Some of this is nonsense; but there are a few German words in it, and others which are guesses at German words, such as might be made by a person hearing a strange language, and trying to set down what he hears. Part of the effort seems to be concentrated on getting one expression, “zwe Fingern”—two fingers! You remember the two fingers moving up and down over Craig’s neck and shoulder! And “Ofen”—the argument about the stove! And “bladen”—to stretch shoes over a block of wood. Where these ideas came from seems plain enough. But where did the German come from—unless from the subconscious mind of Jan?

A further detail, especially curious. Jan gave my wife the meaning for the word “bladen”: “to stretch shoes over a block of wood”; I have the memo which he wrote at the time. But looking up the word in the dictionaries, I do not find it, nor can I find any German who knows it. Apparently there is no such word; and this would clearly seem to indicate that my wife got her German from Jan. If so, it was by telepathy, for he spoke no word of it that evening.

It is the fashion among young ladies of the South to tease the men; and Craig found in this episode a basis for tormenting her psychic instructor. He had assured his patient that during the treatment he was sending her “curative thoughts.” But what kind of telepathic healer was it who sent gas-stoves and shoe-blocks into a neuralgic shoulder? Jan, missing the humor, and trying to save his reputation, declared that he hated the German language so greatly, he did not even allow himself to think in it!
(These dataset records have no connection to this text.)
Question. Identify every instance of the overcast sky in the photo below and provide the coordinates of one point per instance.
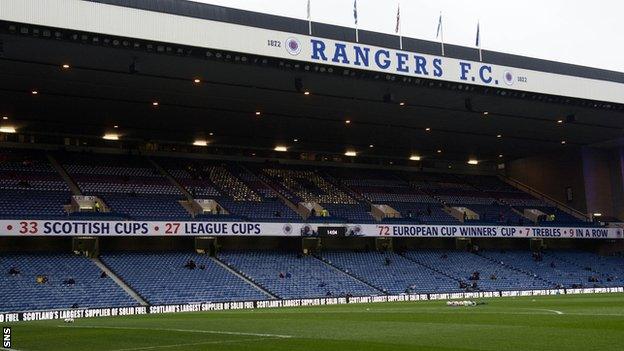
(584, 32)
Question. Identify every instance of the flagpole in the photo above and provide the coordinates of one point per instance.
(309, 19)
(479, 41)
(400, 26)
(442, 34)
(355, 16)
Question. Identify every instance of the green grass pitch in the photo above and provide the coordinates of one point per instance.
(581, 322)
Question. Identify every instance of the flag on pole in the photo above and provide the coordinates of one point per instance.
(440, 33)
(398, 28)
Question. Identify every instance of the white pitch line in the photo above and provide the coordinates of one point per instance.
(181, 331)
(544, 309)
(189, 344)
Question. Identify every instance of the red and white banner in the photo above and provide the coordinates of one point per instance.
(148, 228)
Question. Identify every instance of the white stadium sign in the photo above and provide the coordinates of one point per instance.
(147, 25)
(138, 228)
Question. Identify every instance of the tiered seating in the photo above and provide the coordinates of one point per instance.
(493, 276)
(302, 276)
(22, 292)
(300, 184)
(398, 276)
(608, 270)
(129, 185)
(30, 188)
(385, 188)
(161, 278)
(237, 190)
(519, 200)
(550, 268)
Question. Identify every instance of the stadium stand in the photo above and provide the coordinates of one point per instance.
(288, 275)
(129, 185)
(30, 188)
(302, 184)
(22, 292)
(163, 277)
(243, 195)
(391, 272)
(463, 266)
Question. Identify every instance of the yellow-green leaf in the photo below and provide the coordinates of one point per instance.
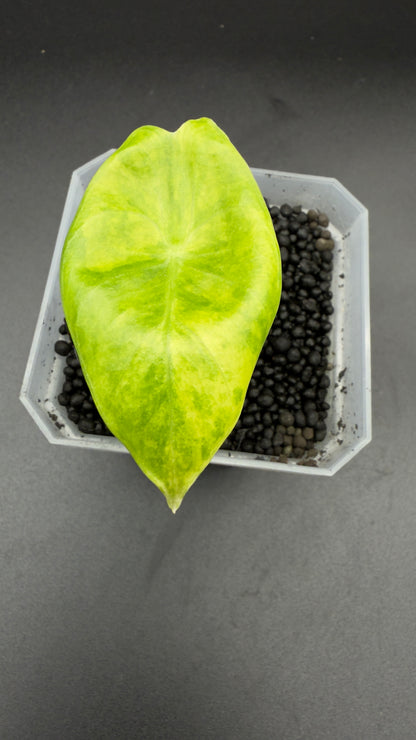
(170, 280)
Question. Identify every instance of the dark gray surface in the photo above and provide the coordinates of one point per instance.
(269, 606)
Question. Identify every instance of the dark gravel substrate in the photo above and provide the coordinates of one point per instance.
(285, 408)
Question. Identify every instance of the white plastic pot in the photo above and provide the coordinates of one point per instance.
(349, 395)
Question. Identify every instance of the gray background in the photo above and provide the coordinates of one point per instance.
(269, 606)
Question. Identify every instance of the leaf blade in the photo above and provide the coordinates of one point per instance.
(172, 266)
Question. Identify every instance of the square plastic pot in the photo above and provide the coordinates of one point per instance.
(349, 395)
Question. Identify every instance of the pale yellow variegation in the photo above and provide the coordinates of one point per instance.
(170, 280)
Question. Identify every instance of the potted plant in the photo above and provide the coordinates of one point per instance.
(170, 279)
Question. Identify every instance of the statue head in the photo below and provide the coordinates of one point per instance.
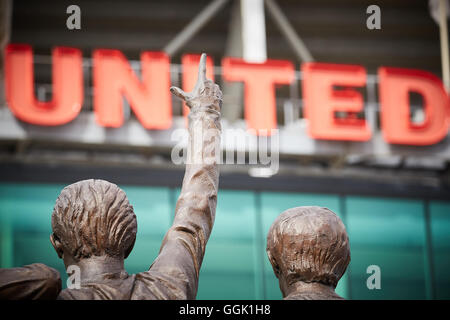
(308, 244)
(93, 218)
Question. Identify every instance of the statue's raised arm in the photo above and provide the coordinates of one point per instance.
(183, 247)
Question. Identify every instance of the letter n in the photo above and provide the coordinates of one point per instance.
(149, 99)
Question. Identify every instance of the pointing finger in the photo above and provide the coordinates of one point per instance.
(202, 69)
(179, 93)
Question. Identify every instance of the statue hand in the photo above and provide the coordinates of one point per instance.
(205, 93)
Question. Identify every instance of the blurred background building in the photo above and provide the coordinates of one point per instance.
(394, 200)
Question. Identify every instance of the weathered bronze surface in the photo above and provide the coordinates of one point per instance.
(94, 226)
(309, 250)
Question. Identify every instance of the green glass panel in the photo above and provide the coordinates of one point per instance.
(273, 204)
(388, 233)
(153, 213)
(440, 231)
(230, 266)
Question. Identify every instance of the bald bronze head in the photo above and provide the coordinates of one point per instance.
(93, 218)
(308, 245)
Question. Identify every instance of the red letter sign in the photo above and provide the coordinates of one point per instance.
(321, 101)
(190, 70)
(67, 80)
(260, 80)
(395, 84)
(149, 99)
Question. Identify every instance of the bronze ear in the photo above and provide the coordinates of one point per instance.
(129, 249)
(56, 245)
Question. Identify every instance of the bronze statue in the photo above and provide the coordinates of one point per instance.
(94, 226)
(309, 250)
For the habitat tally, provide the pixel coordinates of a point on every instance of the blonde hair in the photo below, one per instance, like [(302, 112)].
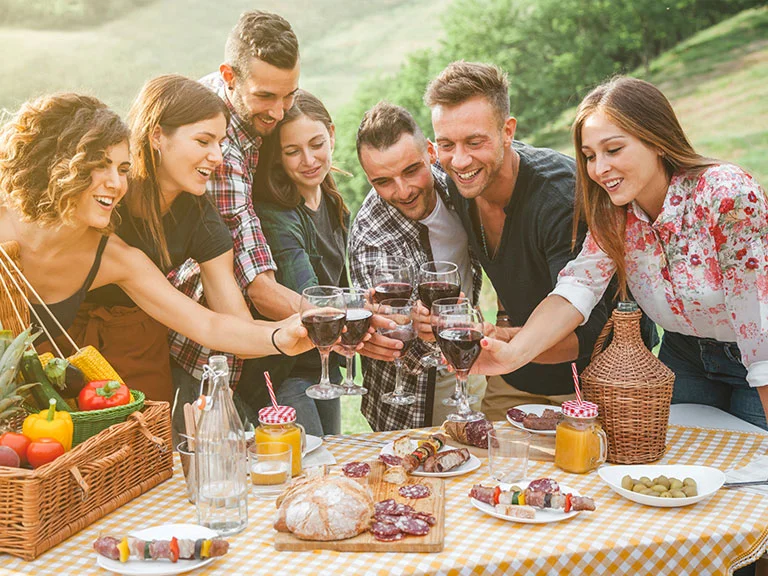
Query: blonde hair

Germany was associated in his mind with the most painful memories, and all that previous day he had been fighting depression caused by these memories. You see, in this blundering defense, a significant bit of evidence. Jan had really had the German language in his thoughts at the time Craig got them!

I have before me a letter from Jan to my wife, postmarked Santa Barbara, October 19, 1927. He says: “May these lovely Cosmos bring you such peace and contentment as they have brought me.” He has cut a double slit in the paper, and inserted cosmos blossoms and violets. Prior to the receipt of this letter, my wife was making the record of a dream, and here is what she wrote down: “I dreamed Jan had a little basket of flowers, pink roses and violets, shaped like this.” (A drawing.) “He lifted them up and said they were for me, but a girl near him took them and said, ‘But I want them.’” When Jan came to see us again, my wife asked about the circumstance, and learned the following: a woman friend, who had given Jan the flowers, had accused him of meaning to send them to a girl; but he had answered that they were for “a middle-aged and distinguished lady.”